Daytona International Speedway, Daytona Beach, FL — August 28, 2022
The checkered flag had not finished waving at Daytona International Speedway in the Coke Zero 400, and social media was already abuzz with the controversy that Austin Dillon’s win created.
It started earlier in the week when Kurt Busch announced his team had informed NASCAR that they were withdrawing their waiver request that would have allowed Busch to compete in the Cup Series Playoffs despite not having driven in the series since his accident at Pocono.

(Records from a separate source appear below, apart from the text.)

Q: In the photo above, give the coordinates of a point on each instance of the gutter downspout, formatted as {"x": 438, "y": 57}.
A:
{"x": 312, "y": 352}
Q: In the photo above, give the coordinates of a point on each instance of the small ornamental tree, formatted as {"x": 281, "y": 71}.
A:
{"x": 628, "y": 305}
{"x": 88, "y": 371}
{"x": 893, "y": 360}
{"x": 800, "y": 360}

Still suffering from concussion-like symptoms, Busch admitted he would not be competitive in the car and did not want to diminish the integrity of the postseason by accepting the waiver when another team could benefit from the position. Suddenly there were two open slots left to fill in the 16-car playoff field. Ryan Blaney and Martin Truex Jr. held those spots based on points. However, a driver in the top 30 who had not one in 2022 could grab one of the positions with a win Saturday night at Daytona.
Rain, Rain, Rain
Qualifying was washed out at the Speedway as Mother Nature decided more drama was needed at the final race of the NASCAR regular season. The lineup was set according to points as stated in the NASCAR rule book. Rain Saturday night postponed the event until 10 am Sunday morning. And rain played a significant part in the outcome of the race.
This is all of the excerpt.